A key parameter is the size of each pixel, which is typically specified in terms of dots per inch and abbreviated dpi. Many of the X-rays of Vermeer’s canvases are digitized at 600 dpi, which means that each square inch is divided into blocks of 600 by 600 pixels (corresponding to 236 by 236 pixels per square cm). The importance of this parameter is that smaller pixels allow better resolution of small features. For example, suppose a canvas was woven with a thread density of 18 threads per cm. With 236 pixels to represent these 18 threads, this would allow approximately 13 pixels for each thread. Is this enough? Figure  shows the same patch of a canvas X-ray sampled at several different dpi resolutions.
Since the digitization process is needed whenever images are to be represented in computers, it has been the subject of considerable study.1 For canvases of the seventeenth to the nineteenth century, 600 dpi provides a reasonable compromise between adequate resolution and file size. Observe that both of the interfaces in the figures in § 4.3 and § 4.4 have boxes where the image resolution is specified. Parallel to the importance of acquiring the images with an adequate resolution, it is also necessary to record the actual resolution of the scanner in order to make sense of the measurements. For example, if an image were digitized at 600 dpi but mislabeled as 300 dpi, all features would be reported as half-sized: a thread-count of 18 threads/cm would be miscalculated as 9 threads/cm. If the dpi is not recorded properly, then it may be possible to estimate it if the image contains a ruler or some other feature of known size. This adds an extra step and introduces an extra source of error into the counting procedure. Some scanners add resolution information to the metadata associated with the scan, but it is poor practice to rely on metadata in the digital file, as this can be easily lost or corrupted when the file is loaded into and saved from editing software.

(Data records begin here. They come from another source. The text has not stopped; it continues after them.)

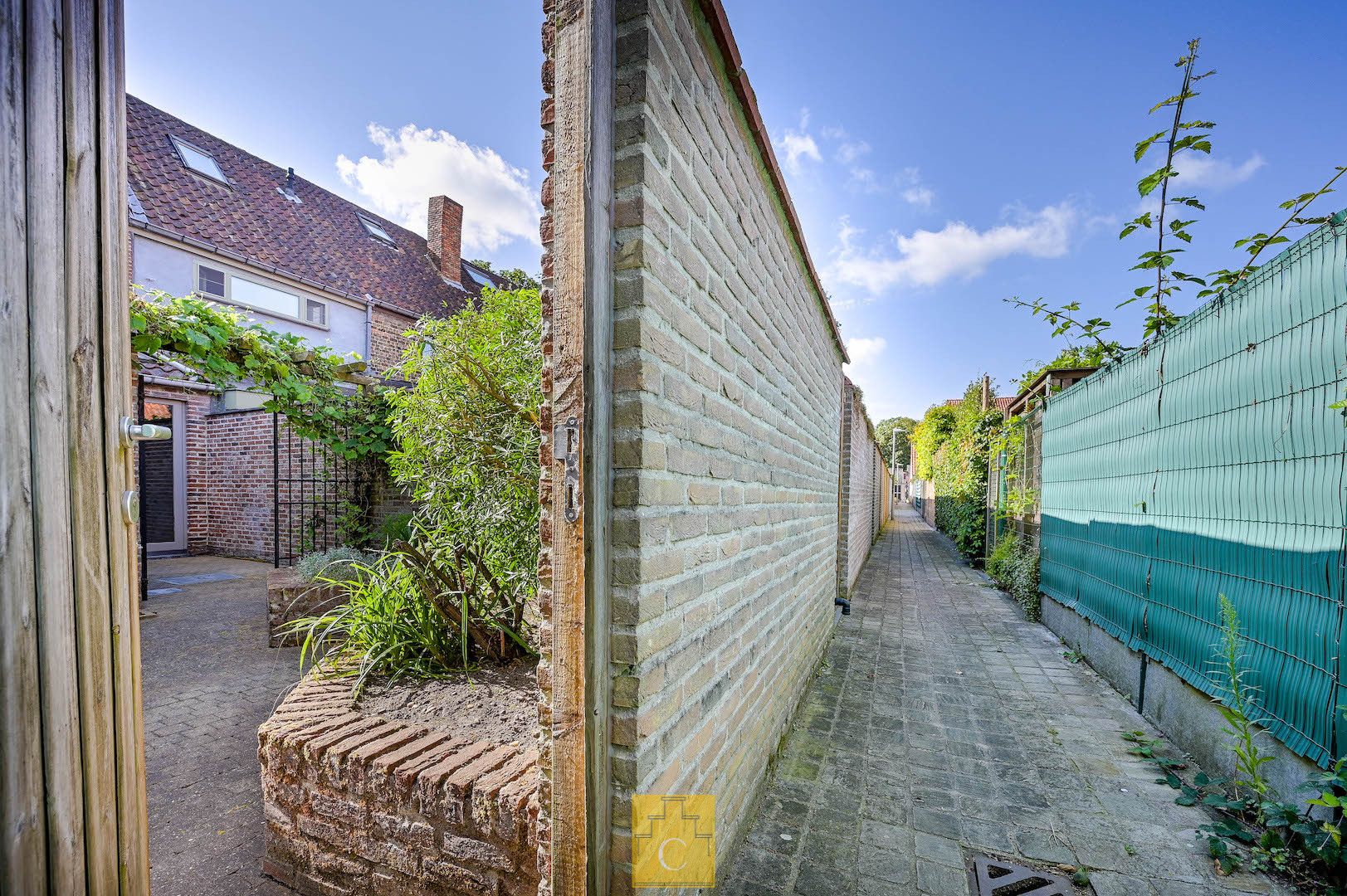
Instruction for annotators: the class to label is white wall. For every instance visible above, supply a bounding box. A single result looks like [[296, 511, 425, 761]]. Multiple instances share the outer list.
[[130, 235, 365, 356]]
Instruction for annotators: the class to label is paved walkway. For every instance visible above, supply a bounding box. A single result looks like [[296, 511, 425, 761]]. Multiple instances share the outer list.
[[716, 511, 1273, 896], [140, 557, 299, 896]]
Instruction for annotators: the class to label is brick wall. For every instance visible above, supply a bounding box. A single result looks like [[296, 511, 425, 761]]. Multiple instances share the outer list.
[[366, 306, 417, 371], [205, 411, 273, 561], [540, 0, 843, 894], [838, 380, 888, 597], [257, 668, 538, 896]]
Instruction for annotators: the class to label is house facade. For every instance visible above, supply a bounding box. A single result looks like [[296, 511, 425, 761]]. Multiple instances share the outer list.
[[127, 97, 508, 559]]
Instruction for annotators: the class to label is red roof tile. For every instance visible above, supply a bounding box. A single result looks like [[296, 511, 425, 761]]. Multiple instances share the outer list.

In grey-scale digital images (such as X-rays), numbers near zero typically represent black, while numbers near one typically represent white, and intermediate values represent varying shades of grey.

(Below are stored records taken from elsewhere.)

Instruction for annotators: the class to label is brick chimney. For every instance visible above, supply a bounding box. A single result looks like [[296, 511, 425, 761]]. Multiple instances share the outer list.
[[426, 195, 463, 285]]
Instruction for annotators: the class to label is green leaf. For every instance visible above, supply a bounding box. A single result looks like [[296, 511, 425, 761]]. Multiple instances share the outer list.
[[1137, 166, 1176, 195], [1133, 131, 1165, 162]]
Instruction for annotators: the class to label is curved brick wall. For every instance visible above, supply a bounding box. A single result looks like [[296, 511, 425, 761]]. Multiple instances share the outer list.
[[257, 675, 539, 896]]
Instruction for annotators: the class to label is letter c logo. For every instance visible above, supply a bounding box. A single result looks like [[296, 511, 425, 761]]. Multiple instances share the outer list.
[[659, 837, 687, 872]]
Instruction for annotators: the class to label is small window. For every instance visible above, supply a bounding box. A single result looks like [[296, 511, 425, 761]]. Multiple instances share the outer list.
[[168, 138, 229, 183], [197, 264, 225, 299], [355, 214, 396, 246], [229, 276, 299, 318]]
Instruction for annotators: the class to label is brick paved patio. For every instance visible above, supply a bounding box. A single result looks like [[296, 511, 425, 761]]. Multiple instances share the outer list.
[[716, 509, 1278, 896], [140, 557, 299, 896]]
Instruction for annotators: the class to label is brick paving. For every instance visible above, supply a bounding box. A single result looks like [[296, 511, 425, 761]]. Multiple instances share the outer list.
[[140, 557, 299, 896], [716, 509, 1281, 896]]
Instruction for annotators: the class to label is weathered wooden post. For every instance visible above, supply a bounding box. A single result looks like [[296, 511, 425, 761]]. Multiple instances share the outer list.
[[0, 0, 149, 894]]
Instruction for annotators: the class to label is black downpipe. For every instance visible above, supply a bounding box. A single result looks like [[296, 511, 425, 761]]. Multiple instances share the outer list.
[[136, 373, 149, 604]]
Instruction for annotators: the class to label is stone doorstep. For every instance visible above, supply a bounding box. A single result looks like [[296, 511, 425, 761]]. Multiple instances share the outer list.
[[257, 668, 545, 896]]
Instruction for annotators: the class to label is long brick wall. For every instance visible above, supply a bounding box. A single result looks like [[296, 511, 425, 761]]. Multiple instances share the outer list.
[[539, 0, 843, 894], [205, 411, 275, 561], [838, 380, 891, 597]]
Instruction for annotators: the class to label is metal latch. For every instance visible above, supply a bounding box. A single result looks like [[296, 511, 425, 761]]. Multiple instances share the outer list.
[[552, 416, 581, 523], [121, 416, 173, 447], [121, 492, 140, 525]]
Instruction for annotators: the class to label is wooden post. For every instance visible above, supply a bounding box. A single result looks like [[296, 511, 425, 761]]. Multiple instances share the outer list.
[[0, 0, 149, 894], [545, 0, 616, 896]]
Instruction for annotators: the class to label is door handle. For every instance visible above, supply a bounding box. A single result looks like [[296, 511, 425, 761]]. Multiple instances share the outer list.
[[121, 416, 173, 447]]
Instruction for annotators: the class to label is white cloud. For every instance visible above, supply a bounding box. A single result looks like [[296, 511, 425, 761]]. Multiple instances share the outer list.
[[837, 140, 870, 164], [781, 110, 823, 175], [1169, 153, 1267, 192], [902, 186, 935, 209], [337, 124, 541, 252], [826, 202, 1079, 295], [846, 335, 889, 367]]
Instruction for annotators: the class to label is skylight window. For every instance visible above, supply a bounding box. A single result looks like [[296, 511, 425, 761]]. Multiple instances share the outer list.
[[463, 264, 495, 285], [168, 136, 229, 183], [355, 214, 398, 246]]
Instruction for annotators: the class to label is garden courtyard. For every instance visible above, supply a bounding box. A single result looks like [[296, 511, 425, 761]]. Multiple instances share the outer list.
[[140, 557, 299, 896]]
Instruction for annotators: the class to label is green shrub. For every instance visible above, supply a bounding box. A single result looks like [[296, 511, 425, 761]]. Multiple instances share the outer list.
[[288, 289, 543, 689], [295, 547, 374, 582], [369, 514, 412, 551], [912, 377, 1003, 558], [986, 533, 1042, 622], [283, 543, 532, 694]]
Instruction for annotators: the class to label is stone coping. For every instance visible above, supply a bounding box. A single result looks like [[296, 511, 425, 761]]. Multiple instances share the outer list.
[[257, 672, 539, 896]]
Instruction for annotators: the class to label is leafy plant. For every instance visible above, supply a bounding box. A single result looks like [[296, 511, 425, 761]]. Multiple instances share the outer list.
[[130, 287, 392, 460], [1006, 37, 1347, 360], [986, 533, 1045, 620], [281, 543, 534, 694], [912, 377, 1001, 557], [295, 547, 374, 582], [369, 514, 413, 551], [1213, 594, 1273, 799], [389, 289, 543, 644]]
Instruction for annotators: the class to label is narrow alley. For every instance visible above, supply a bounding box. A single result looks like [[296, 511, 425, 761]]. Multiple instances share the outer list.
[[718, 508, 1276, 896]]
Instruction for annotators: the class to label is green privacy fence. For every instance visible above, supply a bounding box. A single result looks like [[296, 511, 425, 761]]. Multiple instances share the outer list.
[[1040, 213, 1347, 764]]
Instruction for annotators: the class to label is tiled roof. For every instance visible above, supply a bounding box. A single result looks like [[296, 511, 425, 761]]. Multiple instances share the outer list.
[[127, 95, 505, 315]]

A 1x1 cm portion of canvas from The Milkmaid is sampled at 600 dpi, 300 dpi, 150 dpi, 75 dpi, and 37.5 dpi. Maintaining adequate resolution is crucial, since the features of interest (the visual impression of the threads) are missing from the under-sampled images.
1 One of the major results in this field is the sampling theorem of Nyquist, which says that waves must be sampled at a rate that is at least twice the highest frequency contained in the wave. For example, if the threads were exactly sinusoidal and at a density of 18 threads per cm, then at least 36 pixels per cm would be required. Since the threads are not sinusoids, and since there may well be noises or other forms of distortion of the image, a good rule of thumb is to use 5 to 10 times the maximum expected frequency. For real canvases, 300 dpi may be borderline, and so 600 dpi is a preferred value for the digitization of canvas.